The Lahore-bound Fokker F-27 crashed on July 10 minutes after taking off from Multan airport. The 41 passengers killed in one of the worst air crashes in the country’s history included two judges of the Lahore High Court, two brigadiers of the Pakistan Army and a vice-chancellor. Four crew members also perished.

An investigation was ordered into the crash which was supervised by the CAA. The report of the investigation has been submitted by the defence ministry to Prime Minister Shaukat Aziz, who will decide whether or not to declassify it.

So far the authorities have been jealously guarding it. The National Assembly was on Thursday informed by the parliamentary secretary for defence, Tanveer Hussain Syed, that some of the report’s “contents” made its unveiling difficult.

According to one of the sources, the pilot of the ill-fated aircraft could not handle the emergency situation and turn it back towards Multan airport. This means that there may have been some flaws in his training.

Before the plane’s take-off mistakes were committed by the airline’s engineering department which overlooked faults in the aircraft’s mechanical and electrical systems. The right engine of the aircraft was said to have developed a fault while taxiing prior to take-off. The aircraft got airborne with one engine, but the pilot failed to maintain its balance.

However, the source kept mum over reports that the aircraft, after it had caught fire, could not be taken back to the airport because of faulty radars. Unfortunately, visibility was also very poor that day.

President of the Pakistan Airline Pilots’ Association, Capt Khalid Hamza, conceded that the crash occurred due to the pilot’s error. But he added that all possible reasons behind the crash should be explored in great detail.

Azfar-ul-Ashfaque adds from Karachi: The CAA has claimed that the crash was in no way connected to flight inspection or calibration of instruments at Multan airport.

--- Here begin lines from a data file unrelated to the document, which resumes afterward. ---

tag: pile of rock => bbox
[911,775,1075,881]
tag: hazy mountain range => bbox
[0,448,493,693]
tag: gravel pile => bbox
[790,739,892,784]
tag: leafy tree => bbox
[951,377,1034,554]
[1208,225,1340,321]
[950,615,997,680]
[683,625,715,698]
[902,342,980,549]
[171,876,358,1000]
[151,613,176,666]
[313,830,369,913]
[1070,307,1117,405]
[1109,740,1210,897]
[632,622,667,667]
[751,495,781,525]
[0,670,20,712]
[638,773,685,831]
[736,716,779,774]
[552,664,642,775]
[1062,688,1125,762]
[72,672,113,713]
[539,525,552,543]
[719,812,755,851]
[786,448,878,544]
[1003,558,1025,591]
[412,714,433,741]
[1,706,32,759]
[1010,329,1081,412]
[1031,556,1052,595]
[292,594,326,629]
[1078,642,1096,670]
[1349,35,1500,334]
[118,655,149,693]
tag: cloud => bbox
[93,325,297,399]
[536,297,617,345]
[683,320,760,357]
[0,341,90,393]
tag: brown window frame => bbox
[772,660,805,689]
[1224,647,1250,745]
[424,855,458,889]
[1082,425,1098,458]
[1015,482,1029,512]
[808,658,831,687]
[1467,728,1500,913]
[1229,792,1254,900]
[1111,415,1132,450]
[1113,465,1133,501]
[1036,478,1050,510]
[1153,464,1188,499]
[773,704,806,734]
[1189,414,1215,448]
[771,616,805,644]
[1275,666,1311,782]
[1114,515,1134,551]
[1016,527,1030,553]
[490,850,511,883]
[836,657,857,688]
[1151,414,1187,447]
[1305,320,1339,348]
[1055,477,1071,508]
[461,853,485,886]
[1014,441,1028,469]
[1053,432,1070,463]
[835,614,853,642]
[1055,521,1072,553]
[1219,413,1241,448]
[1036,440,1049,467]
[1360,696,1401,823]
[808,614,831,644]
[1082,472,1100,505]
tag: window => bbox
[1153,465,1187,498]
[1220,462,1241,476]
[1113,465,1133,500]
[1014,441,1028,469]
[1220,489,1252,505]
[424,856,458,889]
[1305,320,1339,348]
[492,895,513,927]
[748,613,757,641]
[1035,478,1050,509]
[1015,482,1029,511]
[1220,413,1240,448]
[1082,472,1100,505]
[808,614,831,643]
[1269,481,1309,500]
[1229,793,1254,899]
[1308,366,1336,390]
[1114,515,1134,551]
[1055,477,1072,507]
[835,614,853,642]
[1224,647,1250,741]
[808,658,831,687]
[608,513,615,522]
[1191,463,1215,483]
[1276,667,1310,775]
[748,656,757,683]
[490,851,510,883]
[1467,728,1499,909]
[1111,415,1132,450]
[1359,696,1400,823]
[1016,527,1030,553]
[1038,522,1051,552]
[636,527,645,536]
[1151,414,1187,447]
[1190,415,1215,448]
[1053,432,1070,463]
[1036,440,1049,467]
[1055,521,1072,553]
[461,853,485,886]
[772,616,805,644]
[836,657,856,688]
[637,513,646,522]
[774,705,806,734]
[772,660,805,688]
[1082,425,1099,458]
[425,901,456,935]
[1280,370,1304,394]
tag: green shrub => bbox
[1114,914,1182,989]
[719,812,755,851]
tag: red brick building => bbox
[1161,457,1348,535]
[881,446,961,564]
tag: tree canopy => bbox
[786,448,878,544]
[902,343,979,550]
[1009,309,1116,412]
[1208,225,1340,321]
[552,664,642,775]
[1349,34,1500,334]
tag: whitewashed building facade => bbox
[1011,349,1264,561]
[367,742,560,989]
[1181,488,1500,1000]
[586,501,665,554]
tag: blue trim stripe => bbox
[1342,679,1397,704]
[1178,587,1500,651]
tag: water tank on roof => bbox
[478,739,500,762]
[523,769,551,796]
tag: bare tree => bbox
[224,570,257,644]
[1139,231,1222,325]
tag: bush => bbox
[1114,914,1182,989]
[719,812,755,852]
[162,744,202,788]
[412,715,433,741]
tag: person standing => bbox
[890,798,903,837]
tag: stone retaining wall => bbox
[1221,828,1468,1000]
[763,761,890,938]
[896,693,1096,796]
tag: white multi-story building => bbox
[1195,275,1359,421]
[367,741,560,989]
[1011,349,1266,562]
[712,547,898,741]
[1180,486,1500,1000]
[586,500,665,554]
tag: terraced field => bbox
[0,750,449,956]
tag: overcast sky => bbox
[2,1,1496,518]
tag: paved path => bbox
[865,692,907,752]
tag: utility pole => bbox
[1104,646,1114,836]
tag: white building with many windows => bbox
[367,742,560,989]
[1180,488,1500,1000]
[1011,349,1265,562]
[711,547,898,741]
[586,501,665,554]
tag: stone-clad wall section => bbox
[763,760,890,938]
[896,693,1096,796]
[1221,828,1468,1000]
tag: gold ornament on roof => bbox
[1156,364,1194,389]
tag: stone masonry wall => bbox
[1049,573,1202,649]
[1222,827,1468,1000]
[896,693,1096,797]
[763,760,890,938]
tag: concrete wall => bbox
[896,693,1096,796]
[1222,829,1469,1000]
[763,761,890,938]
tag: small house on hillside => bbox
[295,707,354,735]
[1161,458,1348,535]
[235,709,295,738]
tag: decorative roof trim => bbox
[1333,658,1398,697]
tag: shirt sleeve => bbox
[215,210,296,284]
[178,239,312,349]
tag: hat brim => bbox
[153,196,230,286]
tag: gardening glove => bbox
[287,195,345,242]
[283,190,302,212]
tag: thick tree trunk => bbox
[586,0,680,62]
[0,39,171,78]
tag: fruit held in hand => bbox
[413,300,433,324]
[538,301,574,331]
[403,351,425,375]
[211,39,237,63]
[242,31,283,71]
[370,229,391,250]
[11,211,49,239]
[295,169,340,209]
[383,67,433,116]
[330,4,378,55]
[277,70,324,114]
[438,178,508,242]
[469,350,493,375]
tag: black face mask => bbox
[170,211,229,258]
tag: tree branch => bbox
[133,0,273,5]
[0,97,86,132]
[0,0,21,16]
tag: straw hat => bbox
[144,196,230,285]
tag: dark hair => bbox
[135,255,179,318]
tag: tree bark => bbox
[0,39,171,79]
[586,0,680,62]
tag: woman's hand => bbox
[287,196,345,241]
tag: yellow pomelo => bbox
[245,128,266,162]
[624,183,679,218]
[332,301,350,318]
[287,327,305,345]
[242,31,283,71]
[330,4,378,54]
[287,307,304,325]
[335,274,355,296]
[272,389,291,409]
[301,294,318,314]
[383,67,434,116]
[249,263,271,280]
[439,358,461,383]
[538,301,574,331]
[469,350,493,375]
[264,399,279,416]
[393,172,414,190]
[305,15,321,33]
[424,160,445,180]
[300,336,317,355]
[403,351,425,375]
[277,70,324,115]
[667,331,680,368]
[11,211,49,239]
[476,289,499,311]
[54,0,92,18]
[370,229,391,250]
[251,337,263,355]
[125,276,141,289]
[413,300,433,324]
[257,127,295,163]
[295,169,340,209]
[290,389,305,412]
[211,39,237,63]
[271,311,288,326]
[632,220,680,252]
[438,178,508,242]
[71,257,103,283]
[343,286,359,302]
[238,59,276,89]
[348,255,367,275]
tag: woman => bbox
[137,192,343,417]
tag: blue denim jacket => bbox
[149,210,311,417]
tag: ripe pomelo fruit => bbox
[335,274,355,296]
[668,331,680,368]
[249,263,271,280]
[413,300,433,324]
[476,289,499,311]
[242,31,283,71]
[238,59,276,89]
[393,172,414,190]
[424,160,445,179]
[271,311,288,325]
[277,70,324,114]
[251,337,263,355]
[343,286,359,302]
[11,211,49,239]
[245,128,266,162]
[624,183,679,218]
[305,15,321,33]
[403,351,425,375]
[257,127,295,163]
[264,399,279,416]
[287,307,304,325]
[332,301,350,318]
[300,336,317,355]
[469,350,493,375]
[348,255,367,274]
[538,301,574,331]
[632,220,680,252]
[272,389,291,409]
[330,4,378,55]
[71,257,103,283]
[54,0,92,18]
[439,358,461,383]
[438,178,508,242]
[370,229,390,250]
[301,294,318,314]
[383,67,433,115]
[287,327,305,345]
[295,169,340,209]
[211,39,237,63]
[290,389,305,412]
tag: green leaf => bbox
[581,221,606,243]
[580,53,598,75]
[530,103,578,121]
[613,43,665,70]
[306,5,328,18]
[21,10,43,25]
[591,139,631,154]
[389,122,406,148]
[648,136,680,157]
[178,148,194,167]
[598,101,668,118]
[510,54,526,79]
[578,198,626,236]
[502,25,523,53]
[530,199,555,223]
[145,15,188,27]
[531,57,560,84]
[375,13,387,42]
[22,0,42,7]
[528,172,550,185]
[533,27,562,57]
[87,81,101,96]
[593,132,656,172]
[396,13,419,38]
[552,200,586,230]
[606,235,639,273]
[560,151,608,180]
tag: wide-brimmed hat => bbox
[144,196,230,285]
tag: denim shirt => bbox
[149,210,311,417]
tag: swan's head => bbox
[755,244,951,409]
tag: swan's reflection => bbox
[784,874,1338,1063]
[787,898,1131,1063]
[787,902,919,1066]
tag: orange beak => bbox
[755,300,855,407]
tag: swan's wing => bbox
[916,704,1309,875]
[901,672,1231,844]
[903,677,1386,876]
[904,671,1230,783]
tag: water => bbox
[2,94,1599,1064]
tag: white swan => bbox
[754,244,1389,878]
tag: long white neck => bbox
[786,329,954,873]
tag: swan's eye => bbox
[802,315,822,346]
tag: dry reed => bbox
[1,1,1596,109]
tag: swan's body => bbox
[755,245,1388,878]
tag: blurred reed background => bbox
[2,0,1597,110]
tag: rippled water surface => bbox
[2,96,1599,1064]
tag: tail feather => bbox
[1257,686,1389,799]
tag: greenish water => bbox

On Thursday the parliamentary secretary for defence, Tanveer Syed, had told the National Assembly that some lapses had been detected in the calibration of instruments at Multan airport. Serious calibration faults had also been found at other airports, he claimed, adding that even a VIP aircraft could meet an accident in such a situation.

However, a CAA spokesman refuted this and said: “(The) CAA, as defined by the ICAO, is maintaining all navigational, communications, route, approach and visual aids on all its airports at an optimum.”